“Siguro yung pagka-jaded niya.” she finally said. My eyes grew wide with quasi-pain. I’ve always seen myself as an optimist. I thought it was just her who felt this way until another friend chimed in.
“Wag ka nang umalma kasi we all see it. Siguro di mo lang nakikita.” The second room in my Johari Window was become more and more apparent. Was I really as jaded as they say I am? *deep breath*
Well, I don’t believe in love anymore. Maybe that’s a good indicator. Maybe I am a little jaded. Just a little though.

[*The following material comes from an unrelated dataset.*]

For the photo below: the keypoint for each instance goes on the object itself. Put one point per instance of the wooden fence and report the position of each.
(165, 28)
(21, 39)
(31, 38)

Scene: New friends over coffee. We were all just buzzing from the energy emanating from our newfound brotherhood. I got into an interesting conversation with a particularly interesting character. Unjaded is in his late twenties, comes from a semi-broken home and shares a child with a woman he feels no love for. We were talking about how I didn’t think that love is a permanent thing. You would think that someone like him would share the same view but he proved me wrong.
"What is love? It’s when lust and convenience converge. If you think about the percentage of marriages that end in divorce, you would wonder why people even bother.” I said.
“It goes back to the glass being half-empty and half-full. You said that almost half of American marriages end in divorce. Did you ever consider that more than half of American marriages do not end in divorce?”
“Love is like a destination that only a few people reach. Most people who get there are either too busy being in love or too unsure if they really found it to give everyone else directions. If it’s real, it’s pretty darn elusive.”
“You’re too young to think that way. Call me in five years when you finally find someone to change your mind- and you will.”
I stared at him while I thought of a witty comeback. How could this man come home to a woman he feels no love for but still believe that love exists?
“You will find your soul mate.” he added.
Soul mate? He could not be serious. “Are you telling me that you still believe in soul mates? Even if your responsibilities prohibit you from finding that person, you’re actually telling me that you believe she’s out there?”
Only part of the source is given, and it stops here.